The Senate Energy and Natural Resources Committee is expected to approve the nomination of Joseph Pizarchik to head the Office of Surface Mining Reclamation and Enforcement on Tuesday, but coal-field activist groups from his home state of Pennsylvania are rallying against him in hopes of preventing his confirmation.
Pizarchik is currently the director of the Bureau of Mining and Reclamation in the Pennsylvania Department of Environmental Protection. Citizen groups organizing against some of the destructive practices of the coal industry in the state have protested his appointment, arguing that he has a record of endorsing mining and coal-waste disposal policies that are environmentally hazardous.

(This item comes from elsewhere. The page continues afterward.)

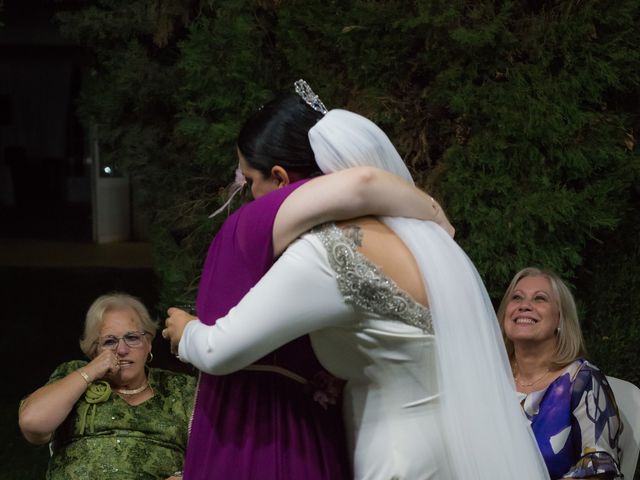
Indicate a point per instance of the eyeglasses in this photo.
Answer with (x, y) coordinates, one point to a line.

The Mountain Watershed Association sent a letter in June questioning his selection for the post. “We do not believe this is a good choice as several environmentally dangerous policies have been expanded under his watch,” the group wrote. “One of these is the practice of burying power plant waste in unlined pits, sometimes in old mines, creating contamination in groundwater.”

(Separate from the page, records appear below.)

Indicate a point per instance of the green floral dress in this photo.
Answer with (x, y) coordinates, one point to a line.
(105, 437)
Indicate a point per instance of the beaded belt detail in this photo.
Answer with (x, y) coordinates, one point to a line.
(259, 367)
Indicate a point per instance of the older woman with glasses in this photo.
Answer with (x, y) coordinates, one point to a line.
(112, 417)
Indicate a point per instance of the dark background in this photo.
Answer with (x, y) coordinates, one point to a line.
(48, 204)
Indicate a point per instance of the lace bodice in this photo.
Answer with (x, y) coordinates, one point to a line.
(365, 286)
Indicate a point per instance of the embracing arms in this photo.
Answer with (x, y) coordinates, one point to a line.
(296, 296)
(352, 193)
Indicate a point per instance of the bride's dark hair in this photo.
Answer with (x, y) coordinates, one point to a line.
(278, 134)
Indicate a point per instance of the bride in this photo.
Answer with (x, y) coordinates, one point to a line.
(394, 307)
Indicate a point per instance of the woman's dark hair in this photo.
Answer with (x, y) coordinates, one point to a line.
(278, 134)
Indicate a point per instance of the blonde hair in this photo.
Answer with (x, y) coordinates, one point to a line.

Over the weekend, anther citizen group based in the state announced that they are filing suit against the against the Department of Interior’s Office of Surface Mining Reclamation and Enforcement (OSMRE) for failure to enforce the federal Surface Mining Control and Reclamation Act in its oversight of Pennsylvania’s mining office. They accuse the OSMRE of “chronic and deliberate violations” of SMCRA for ignoring their policies on the disposal of millions of tons of coal ash.
The problems with coal ash disposal hit the national radar last December, as an earthen dike owned by the Tennessee Valley Authority’s Kingston Fossil Plant broke, unleashing 1.1 billion gallons of coal slurry into the surrounding area of Tennessee. Citizens Coal Council board member Michael Nixon argued in a statement that the violation of SMCRA is among many reasons the Senate should question Pizarchik’s nomination:
This is just one of the many reasons that President Obama’s nomination of PA DEP’s Joe Pizarchik to be OSMRE Director is unacceptable to so many people, in Pennsylvania and nationwide. It’s not too late to find the right person for the job, because that person certainly isn’t Joe Pizarchik, the ringleader of DEP’s chronic servitude to industry’s coal ash disposal and mine dumping schemes.